FIP 61: Human Capital Series 1/3 – Building Strong Teams Through Trial and Error with Anastasia Uglova

This week, Anastasia Uglova is my guest on the Finding Impact Podcast. Anastasia is Co-Founder and Managing Director of MindSky, which is an online platform connecting current university students and graduates in Rwanda with employment opportunities, which exclusively sources students from the Akilah Institute, a tertiary institute for women in Kigali and the only women’s college in Rwanda.

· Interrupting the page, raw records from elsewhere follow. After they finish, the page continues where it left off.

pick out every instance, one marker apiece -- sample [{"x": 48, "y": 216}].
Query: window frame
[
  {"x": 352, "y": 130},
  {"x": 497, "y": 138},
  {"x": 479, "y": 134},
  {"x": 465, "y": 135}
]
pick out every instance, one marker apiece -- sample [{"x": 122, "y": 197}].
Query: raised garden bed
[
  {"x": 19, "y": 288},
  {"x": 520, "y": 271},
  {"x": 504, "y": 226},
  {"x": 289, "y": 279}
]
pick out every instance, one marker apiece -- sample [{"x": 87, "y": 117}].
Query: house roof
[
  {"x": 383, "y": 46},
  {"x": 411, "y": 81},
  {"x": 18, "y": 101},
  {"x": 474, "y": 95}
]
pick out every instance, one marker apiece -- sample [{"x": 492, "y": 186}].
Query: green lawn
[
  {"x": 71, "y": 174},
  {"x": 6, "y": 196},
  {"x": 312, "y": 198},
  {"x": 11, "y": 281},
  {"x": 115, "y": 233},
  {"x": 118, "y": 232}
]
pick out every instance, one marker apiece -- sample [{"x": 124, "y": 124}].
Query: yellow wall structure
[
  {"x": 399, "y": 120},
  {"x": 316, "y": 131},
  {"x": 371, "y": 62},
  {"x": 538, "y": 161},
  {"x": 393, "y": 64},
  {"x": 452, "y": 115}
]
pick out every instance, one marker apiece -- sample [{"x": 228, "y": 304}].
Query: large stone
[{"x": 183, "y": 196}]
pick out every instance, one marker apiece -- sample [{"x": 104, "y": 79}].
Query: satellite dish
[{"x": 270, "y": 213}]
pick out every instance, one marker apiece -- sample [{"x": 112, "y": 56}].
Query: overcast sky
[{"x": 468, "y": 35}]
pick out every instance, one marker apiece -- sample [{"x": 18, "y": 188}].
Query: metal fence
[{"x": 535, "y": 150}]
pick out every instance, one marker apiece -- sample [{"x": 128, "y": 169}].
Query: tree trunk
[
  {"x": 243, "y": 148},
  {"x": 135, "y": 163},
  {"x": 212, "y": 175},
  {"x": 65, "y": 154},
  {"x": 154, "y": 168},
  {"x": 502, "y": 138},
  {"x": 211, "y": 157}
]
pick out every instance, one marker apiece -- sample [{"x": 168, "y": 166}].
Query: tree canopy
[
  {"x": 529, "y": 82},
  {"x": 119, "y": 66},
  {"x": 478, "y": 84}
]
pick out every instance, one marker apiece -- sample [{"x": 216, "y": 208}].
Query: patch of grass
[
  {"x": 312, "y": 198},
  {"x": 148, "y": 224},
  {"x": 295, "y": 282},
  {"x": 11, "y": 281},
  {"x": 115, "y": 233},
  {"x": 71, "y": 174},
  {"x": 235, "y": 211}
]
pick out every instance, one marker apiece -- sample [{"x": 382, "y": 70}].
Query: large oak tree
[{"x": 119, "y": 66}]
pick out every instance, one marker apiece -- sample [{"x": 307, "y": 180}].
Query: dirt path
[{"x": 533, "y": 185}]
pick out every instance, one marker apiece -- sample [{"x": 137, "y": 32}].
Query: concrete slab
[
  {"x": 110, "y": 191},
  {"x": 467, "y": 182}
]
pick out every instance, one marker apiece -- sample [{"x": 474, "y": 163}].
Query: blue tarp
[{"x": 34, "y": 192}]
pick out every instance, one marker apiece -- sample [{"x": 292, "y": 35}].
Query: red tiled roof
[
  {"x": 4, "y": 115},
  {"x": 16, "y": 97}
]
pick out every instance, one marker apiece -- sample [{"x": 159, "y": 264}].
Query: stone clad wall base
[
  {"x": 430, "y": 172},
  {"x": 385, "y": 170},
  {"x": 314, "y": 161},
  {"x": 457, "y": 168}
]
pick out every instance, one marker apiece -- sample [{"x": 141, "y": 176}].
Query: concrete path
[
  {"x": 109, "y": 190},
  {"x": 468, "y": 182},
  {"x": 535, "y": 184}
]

On this episode you’ll learn:

  • How Anastasia went from working in public policy and communications in Washington DC to spinning off a company from a women’s college and why employees tend to hesitate to hire foreigners for positions in developing countries.
  • How MindSky built their high-performing team, meeting the four criteria of: 1) founder compatibility, 2) mission fidelity, 3) culture fit, and 4) skill set, and why of these 4 criteria founder compatibility is the most important.
  • As the founder, what happens if I am the problem with founder / team compatibility? Anastasia tells us that if even you are the problem, it does not really matter. Being the founder is an immutable fact, not a variable, so you have to find staff that can work with you.
  • Is your start-up having a lot of turn over? For MindSky, in the beginning, Anastasia and her co-founder certainly had to become okay with turnover as part of the process of the changing nature of a start-up, and not necessarily view it as a negative thing.
  • After founder compatibility, Anastasia tells us that mission fidelity and culture fit are really important – she advises that in the start-up phase, focus on hiring people that are excited about the mission of the company, not looking to build a certain skill set. She also talks about how it is important to hire people for the culture you are trying to build by defining your culture code to ensure you find people that are going to work well together.
  • Anastasia talks about the importance of really guarding the culture against “bad actors” especially in small teams, where one bad person can really bring down the mean. She warns that people are really attentive about what is being tolerated, which is why culture must be jealously guarded. But she highlights that it isn’t just the “bad actors” that will turn-over, it can include people that just do not gel with the team.
  • How long do you wait before letting someone go? Anastasia promises that there is no matrix, and founders shouldn’t be afraid to trust their gut when making HR decisions and shouldn’t be afraid to admit that their judgment is important. That said, if it seems like a skill issue, Anastasia cautions against letting people go over current abilities – when there is mission fit and culture fit, you can overcome skills issues with capacity building.
  • How do you build your team’s skills? First, establish a level of trust so people are receptive to feedback. Also, don’t be afraid to invest in training. At MindSky, they shut down regular business operations for two weeks for internal training to ensure that the entire company operated at the same quality standards.
  • For Anastasia and MindSky, no skills gap is too small to address and really worth it. Even if it is just teaching someone how to write a professional email, it shows them that you are invested in their personal growth and becomes a virtuous cycle, building loyalty and trust. Anastasia also believes that her employees will only learn what to do when given opportunities to grow and fail. That is why she and her co-founder made MindSky a “failure safe environment” which is critical for employee development, as growth can only happen through failure.